Throughout the interior U.S. grain handling system, trucks handle about 56 percent of the domestic grain transportation while railroads move 41 percent and barges move 3 percent. But for export grain transportation going through the MRG, only 1 percent moves by truck and 14 percent moves by rail. Barges account for moving 85 percent of the grain destined for export. And it all moves out of the country on ocean-going ships.
This dependence on ships and barges was responsible for hurting U.S. grain markets for many days following Katrina at the river-based grain elevators.
“Although Katrina did not destroy any export elevator, it initially reduced to zero the grain-handling capacity of any elevator,” Gauthier said. “They were out of commission because there was no power and their labor force was scattered. The absence of power meant they could neither load out ships nor receive grain from barges, rail cars or trucks.”
In addition to serving a transport function, barges also perform a storage function, Gauthier said. And because of Katrina, grain was in barge storage for an extended period, which effectively reduced the supply of barges available for bringing grain down from the Midwest. This is partly responsible for the stories about grain being dumped on the ground in the Midwest. Also, some of that grain spoiled in those barges, and these had to be cleaned for an additional cost.
“On top of everything else, Katrina caused some channel shifting and destroyed channel markers in the Mississippi River,” Gauthier said. “This effectively delayed the arrival of the ships, which take the grain out of the country.”
Gauthier said that because of the time of year Katrina hit Louisiana, the disruption affected primarily corn from the Midwest. The majority of the Louisiana corn harvest had been completed, but soybean harvest was just getting underway. The Midwest wheat harvest also had ended, but the northern soybean harvest had barely begun. The bottom line, however, is that Hurricane Katrina struck at a time of peak requirements on the U.S. grain handling and transportation system.
Gauthier said the grain industry lost 3 to 4 weeks of grain shipments from Gulf elevators. A barge shortage continued into October, with indications that a backlog of as much as one-third of the Mississippi River System grain barges were waiting to be moved or unloaded.
“The bottom line is that the volume of grain normally exported through the MRG was reduced, which increased the supply in the United States, which caused declines in prices and thus incomes,” Gauthier said.

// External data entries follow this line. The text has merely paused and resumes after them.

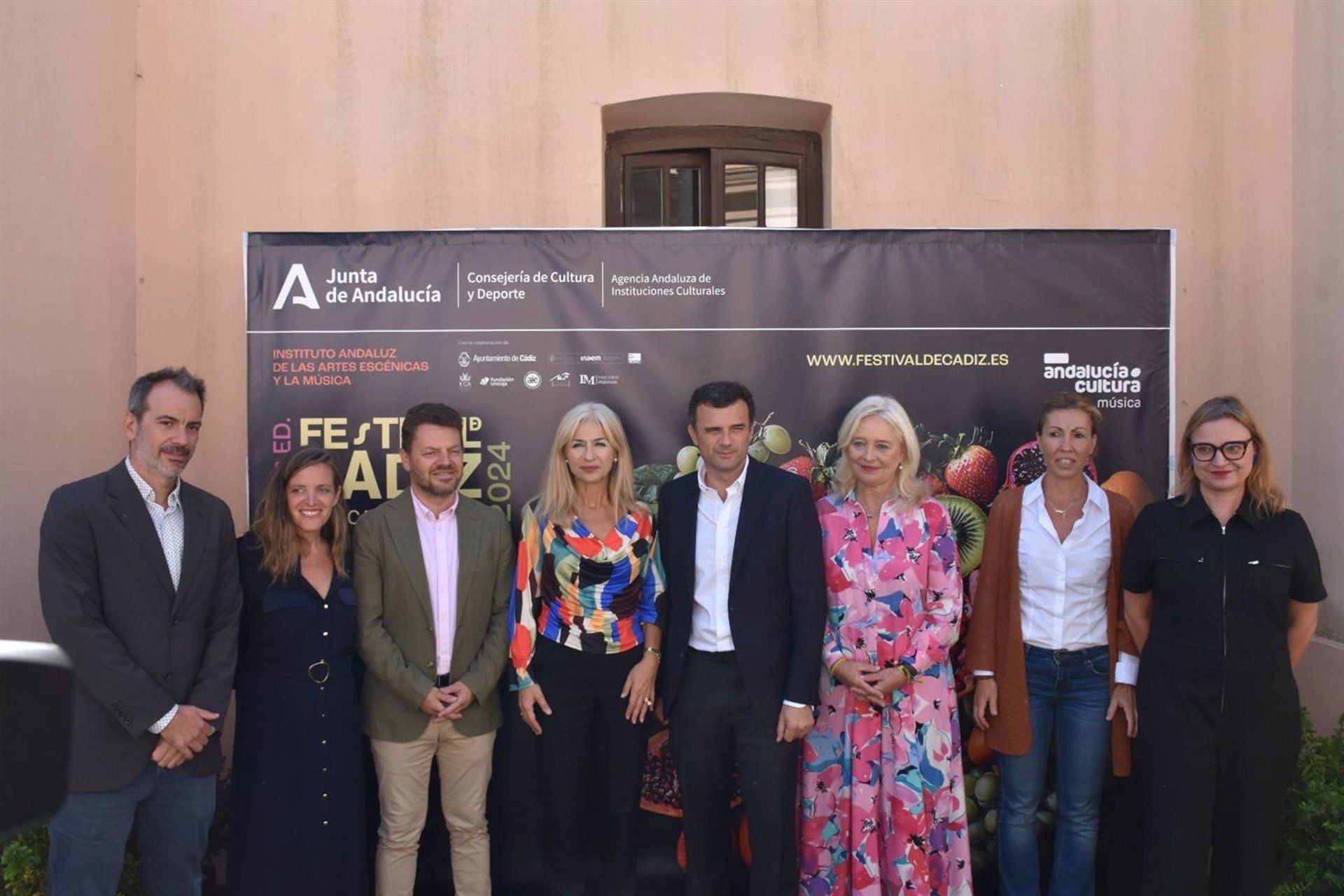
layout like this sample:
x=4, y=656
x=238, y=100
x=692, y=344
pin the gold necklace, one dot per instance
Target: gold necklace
x=1057, y=510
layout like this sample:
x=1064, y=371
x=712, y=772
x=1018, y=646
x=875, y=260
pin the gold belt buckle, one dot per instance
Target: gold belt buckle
x=327, y=672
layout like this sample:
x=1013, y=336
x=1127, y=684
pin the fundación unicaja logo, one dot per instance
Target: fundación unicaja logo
x=298, y=279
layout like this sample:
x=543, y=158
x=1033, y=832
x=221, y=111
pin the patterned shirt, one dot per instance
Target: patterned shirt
x=585, y=593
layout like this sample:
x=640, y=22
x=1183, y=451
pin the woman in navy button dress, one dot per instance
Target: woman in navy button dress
x=299, y=758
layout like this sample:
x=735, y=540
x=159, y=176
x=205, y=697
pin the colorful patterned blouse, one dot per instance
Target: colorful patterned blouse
x=581, y=592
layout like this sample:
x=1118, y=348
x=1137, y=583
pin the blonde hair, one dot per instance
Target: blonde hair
x=559, y=498
x=274, y=527
x=1266, y=495
x=909, y=488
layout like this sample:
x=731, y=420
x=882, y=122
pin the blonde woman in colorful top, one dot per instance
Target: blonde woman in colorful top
x=585, y=647
x=883, y=806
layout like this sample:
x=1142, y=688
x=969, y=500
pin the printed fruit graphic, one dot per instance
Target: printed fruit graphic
x=818, y=466
x=1027, y=464
x=972, y=469
x=969, y=524
x=776, y=438
x=802, y=465
x=687, y=458
x=769, y=438
x=1132, y=486
x=934, y=482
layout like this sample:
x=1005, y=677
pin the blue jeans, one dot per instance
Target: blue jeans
x=171, y=812
x=1069, y=692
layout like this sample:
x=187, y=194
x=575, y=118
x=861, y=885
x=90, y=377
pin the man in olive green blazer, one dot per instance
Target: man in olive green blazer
x=433, y=573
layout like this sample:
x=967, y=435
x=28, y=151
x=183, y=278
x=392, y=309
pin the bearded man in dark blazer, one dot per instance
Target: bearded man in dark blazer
x=139, y=584
x=745, y=617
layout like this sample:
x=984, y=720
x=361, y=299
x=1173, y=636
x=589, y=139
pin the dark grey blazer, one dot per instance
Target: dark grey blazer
x=139, y=645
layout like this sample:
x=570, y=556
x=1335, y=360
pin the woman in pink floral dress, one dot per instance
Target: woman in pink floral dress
x=883, y=806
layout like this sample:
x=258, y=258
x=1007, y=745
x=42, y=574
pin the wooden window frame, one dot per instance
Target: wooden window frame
x=724, y=144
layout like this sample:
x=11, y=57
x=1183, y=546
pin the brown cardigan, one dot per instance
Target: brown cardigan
x=995, y=640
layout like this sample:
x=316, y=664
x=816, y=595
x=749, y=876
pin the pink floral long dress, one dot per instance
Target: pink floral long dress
x=883, y=805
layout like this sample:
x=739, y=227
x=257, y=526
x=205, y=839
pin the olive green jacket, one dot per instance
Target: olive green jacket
x=397, y=621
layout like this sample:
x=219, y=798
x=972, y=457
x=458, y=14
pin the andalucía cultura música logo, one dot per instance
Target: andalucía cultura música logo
x=1114, y=383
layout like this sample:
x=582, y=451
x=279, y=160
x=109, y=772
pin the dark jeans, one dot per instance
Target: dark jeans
x=1069, y=692
x=588, y=754
x=171, y=812
x=713, y=724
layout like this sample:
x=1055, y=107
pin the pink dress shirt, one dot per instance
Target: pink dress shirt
x=438, y=546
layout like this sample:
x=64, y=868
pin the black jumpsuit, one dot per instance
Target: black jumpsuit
x=1217, y=697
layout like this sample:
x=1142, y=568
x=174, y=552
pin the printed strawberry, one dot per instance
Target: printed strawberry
x=802, y=465
x=934, y=482
x=818, y=466
x=972, y=469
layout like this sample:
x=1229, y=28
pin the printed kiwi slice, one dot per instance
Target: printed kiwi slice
x=969, y=523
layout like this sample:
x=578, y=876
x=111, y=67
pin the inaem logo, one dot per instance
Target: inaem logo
x=305, y=298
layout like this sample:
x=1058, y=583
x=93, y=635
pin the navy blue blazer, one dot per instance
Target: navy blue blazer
x=777, y=598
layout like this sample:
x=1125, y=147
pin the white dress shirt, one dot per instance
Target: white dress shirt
x=438, y=546
x=715, y=533
x=1063, y=583
x=169, y=526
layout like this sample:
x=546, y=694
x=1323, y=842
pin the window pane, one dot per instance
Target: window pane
x=686, y=197
x=645, y=198
x=739, y=199
x=781, y=197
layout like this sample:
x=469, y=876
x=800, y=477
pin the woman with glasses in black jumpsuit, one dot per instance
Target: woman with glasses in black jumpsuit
x=1222, y=587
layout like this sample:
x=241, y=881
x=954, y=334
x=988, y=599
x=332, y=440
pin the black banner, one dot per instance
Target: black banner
x=968, y=330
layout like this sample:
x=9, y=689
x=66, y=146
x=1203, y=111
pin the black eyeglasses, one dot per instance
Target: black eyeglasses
x=1231, y=450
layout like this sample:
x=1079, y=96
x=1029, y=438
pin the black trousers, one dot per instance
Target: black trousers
x=592, y=763
x=714, y=723
x=1215, y=755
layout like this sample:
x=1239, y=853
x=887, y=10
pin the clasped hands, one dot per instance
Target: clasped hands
x=869, y=681
x=640, y=684
x=185, y=736
x=448, y=701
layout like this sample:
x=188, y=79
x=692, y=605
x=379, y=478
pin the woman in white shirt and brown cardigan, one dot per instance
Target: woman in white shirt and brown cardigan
x=1051, y=654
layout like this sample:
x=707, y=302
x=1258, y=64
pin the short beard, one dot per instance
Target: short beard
x=150, y=460
x=428, y=486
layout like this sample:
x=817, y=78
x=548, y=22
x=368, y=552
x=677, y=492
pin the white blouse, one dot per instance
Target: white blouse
x=1063, y=583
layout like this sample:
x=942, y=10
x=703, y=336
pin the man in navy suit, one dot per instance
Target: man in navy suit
x=745, y=615
x=139, y=583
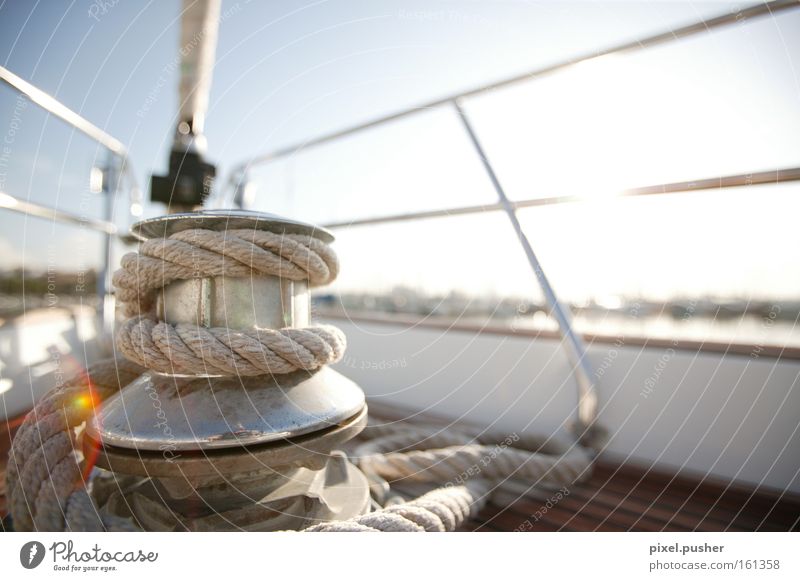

U.S. corn and soybean prices are established through daily trading on the Chicago Board of Trade. But that is not the price farmers get. Prices at country elevators are determined by the CBOT prices minus what is called the basis – an amount of money primarily representing the cost of transportation. Basis is the difference between prices in the futures market and prices in the cash market.
One result of the backlog from Katrina was a sharp reduction in cash prices, which widened the basis, causing farmers to hold grain and wait for better prices from their elevators. In some cases, farmers and even grain elevators were storing corn on the ground because they had nowhere else to put it.
Because so much grain is traded on the futures markets, wider basis prices held negative economic implications for various participants in grain markets, Gauthier said. Reduced volumes of exports translated into reduced earnings for individuals and organizations directly engaged in grain exports as well as their suppliers.
Gauthier said no corn was shipped through the MRG from August 29 to September 9, 2005. Corn exports for the balance of the year were 3 percent below the levels before Hurricane Katrina, which is difficult to make up.
“Since 54 percent of all the grain exported from the United States passes through the New Orleans port, disruptions such as Katrina have major economic implications for both domestic and export grain markets,” Gauthier said.
(This article was published in the fall 2006 issue of Louisiana Agriculture.)